Let's say you have hypothesised the existence of a race of powerful and mysterious beings called "Policemen", with the ability to move quickly through dense traffic. From these characteristics we deduce that, according to the known laws of physics as we understand them, they might use some kind of 'Siren' device to do this. It's a long shot, the scientists say, but the nice thing about sirens is that they are designed to be heard at distance, so it shouldn't be too hard to at least have a listen.

So, in our lab we construct a dish microphone like the FBI use, and we stick it out the window. There's an awful lot of other noises, so the first go isn't very sucessful. Worse, it's frustrating because, for all you know, the sound of a siren may have been right there, but because you've never heard one before, you don't know what it should sound like.

So, you go back to first principles and work out what you do know. And it turns out that a few very clever ideas added to a few more assumptions makes things a lot easier.

The first new assumption is that the siren is going to push all of it's sound into a single note, to make it easier to hear. It may warble, or something, but it's going to spend most of it's time on pure tones, rather than a hissing noise which would instantly get lost in the traffic at the same power. There are lots of good scientific reasons for this, which makes it an 'informed guess'.

So, a new search device is built, stuck out the window, and all kinds of pure tones get picked up by the very sensitive instrument. And they turn out to be the building you're in humming in the breeze, and the whine of the lab fridge, other cars which pass right under the window, Christmas carollers... There's still a lot of non-policeman signals you're having to sort through. It's keeping you from the pub. Something must be done.

Police cars, you realise, should go very fast. Signals transmitted by moving things are subject to the 'Doppler Effect', which if applied to the pure tones we expect from a siren, mean the tones will shift up or down a little in frequency.

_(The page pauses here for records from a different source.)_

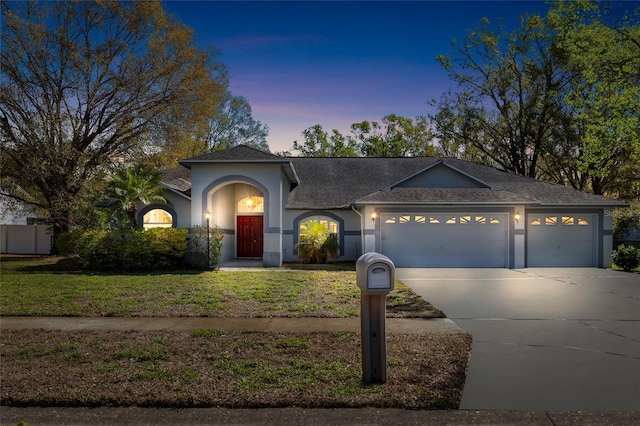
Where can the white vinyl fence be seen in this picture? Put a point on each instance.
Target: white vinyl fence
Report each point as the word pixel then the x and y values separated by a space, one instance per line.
pixel 25 239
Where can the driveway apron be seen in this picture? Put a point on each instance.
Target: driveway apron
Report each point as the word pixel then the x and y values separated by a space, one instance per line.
pixel 543 338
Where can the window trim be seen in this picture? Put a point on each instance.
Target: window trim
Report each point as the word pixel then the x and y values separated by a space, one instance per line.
pixel 303 218
pixel 166 207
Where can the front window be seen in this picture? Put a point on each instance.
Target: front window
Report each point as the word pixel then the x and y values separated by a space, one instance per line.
pixel 157 218
pixel 331 225
pixel 251 204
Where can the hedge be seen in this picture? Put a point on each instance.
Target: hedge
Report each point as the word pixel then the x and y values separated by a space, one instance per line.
pixel 131 250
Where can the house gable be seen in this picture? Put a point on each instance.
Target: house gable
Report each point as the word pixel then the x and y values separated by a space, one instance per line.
pixel 440 175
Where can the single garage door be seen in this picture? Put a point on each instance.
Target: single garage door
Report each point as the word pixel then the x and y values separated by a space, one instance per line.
pixel 446 240
pixel 561 240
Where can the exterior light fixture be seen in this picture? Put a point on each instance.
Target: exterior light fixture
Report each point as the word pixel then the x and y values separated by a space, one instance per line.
pixel 207 216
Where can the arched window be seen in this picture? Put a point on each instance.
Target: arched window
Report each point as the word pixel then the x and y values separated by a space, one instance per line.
pixel 251 204
pixel 157 218
pixel 331 224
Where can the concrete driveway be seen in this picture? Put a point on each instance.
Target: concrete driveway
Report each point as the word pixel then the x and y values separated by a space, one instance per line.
pixel 543 338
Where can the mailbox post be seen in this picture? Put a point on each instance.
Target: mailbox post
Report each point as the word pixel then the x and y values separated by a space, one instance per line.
pixel 375 274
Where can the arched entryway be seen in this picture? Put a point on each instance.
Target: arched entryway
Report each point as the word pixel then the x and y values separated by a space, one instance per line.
pixel 238 207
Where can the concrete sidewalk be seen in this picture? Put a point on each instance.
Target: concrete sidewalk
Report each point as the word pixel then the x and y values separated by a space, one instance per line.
pixel 397 325
pixel 299 416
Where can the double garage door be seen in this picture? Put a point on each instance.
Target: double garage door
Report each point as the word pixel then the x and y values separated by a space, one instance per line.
pixel 446 239
pixel 477 240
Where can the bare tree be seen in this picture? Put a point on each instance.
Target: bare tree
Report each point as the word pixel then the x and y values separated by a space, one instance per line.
pixel 82 84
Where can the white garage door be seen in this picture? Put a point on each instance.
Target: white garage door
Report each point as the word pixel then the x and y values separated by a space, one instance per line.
pixel 446 240
pixel 561 240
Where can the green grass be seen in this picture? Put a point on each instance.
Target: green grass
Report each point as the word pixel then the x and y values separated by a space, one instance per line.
pixel 33 286
pixel 235 369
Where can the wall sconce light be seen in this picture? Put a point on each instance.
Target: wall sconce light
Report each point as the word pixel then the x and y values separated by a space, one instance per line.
pixel 207 216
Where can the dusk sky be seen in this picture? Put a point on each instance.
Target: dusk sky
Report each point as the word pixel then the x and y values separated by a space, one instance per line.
pixel 335 63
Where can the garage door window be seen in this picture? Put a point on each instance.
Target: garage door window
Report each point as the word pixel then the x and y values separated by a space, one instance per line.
pixel 443 220
pixel 560 220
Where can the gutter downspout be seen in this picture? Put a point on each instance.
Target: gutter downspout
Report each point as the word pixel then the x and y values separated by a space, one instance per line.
pixel 353 207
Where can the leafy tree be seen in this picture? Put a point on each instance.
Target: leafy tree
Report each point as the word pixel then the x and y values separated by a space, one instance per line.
pixel 317 143
pixel 557 98
pixel 511 86
pixel 600 47
pixel 83 83
pixel 397 137
pixel 234 125
pixel 131 185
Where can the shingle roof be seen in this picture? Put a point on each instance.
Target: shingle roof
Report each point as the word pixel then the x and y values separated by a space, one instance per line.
pixel 178 179
pixel 334 183
pixel 338 182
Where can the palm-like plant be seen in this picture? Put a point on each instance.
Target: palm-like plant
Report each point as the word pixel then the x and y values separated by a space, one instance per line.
pixel 316 243
pixel 130 185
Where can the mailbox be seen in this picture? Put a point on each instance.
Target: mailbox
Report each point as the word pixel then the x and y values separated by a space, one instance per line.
pixel 375 273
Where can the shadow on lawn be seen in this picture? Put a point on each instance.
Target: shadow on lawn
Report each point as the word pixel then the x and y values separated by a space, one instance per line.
pixel 72 265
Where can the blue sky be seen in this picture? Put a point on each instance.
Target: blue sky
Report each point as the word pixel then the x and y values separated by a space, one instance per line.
pixel 334 63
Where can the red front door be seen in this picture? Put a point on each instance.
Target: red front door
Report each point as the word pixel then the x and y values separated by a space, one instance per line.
pixel 250 234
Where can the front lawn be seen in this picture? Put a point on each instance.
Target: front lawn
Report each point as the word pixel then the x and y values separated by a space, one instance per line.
pixel 213 368
pixel 38 287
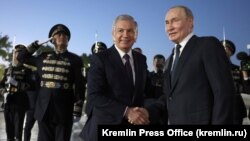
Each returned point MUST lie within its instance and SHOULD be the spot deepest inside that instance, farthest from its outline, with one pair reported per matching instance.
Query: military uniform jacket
(17, 96)
(61, 84)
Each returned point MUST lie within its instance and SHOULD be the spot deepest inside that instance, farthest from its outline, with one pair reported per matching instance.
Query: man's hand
(12, 81)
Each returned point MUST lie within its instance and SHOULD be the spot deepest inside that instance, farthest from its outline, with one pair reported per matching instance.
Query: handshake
(137, 116)
(12, 81)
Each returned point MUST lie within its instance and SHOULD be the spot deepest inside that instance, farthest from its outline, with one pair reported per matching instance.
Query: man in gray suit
(115, 85)
(199, 88)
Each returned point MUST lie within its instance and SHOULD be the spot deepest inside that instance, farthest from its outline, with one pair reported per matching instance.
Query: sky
(25, 21)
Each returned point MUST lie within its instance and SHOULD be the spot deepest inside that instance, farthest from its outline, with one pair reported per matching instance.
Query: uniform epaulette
(33, 68)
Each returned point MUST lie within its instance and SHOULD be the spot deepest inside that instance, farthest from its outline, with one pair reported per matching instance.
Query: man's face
(60, 41)
(124, 34)
(177, 24)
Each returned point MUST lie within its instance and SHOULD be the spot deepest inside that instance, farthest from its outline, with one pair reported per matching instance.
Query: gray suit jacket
(202, 91)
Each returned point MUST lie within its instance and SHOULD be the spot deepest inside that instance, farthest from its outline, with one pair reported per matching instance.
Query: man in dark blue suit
(199, 90)
(112, 92)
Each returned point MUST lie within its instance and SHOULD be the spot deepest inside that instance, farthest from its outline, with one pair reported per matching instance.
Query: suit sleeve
(219, 75)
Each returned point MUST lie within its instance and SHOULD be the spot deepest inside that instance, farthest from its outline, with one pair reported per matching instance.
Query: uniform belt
(51, 84)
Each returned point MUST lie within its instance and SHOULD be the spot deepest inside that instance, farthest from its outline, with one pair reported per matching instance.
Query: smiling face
(124, 34)
(178, 24)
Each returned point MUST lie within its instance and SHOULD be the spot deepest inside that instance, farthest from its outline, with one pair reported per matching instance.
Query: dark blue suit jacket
(109, 91)
(202, 91)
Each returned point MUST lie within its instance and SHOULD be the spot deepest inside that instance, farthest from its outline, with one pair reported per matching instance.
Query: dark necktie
(128, 69)
(177, 56)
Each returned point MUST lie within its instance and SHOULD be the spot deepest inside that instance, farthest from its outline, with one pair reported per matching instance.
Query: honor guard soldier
(98, 47)
(240, 111)
(62, 85)
(15, 83)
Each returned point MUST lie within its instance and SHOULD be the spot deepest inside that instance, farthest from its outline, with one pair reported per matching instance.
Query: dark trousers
(14, 123)
(30, 121)
(51, 131)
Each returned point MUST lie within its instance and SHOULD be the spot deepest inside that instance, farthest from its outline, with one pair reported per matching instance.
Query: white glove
(5, 95)
(76, 119)
(12, 81)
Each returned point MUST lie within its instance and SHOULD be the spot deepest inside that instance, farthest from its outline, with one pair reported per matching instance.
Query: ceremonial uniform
(61, 86)
(16, 100)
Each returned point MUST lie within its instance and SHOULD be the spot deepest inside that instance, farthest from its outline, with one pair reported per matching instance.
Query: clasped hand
(137, 116)
(12, 81)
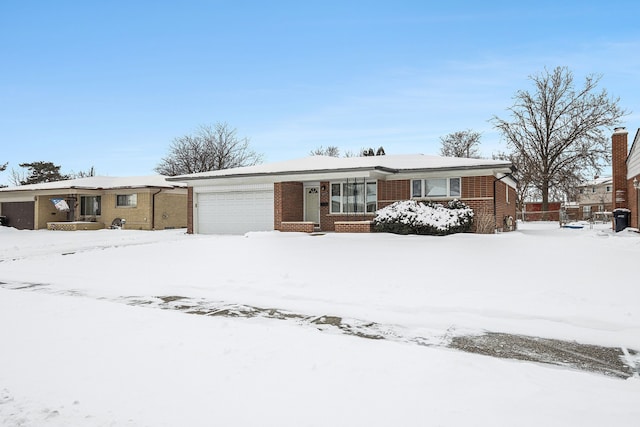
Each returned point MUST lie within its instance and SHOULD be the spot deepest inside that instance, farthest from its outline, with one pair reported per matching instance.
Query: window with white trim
(435, 187)
(90, 205)
(354, 197)
(126, 200)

Now, this is the clever bit. The microphone has a very narrow focus. Moving things actually pass right across the focus quite quickly. Things which are further away must go faster to pass across in the same time. But the faster they go, the more the doppler effect will mess with the signal in a very recognizeable way. If we combine both, then we can tell if something is very loud, quite far away, and moving very fast. This is exactly what we expect from a Policeman's Siren.

And if you pick up enough sirens, or better, manage to decode the meaning, then that pretty much proves the Policeman theory. And you're bound to get a We're Very Sorry We Laughed At You award, which they give away every year in Geneva.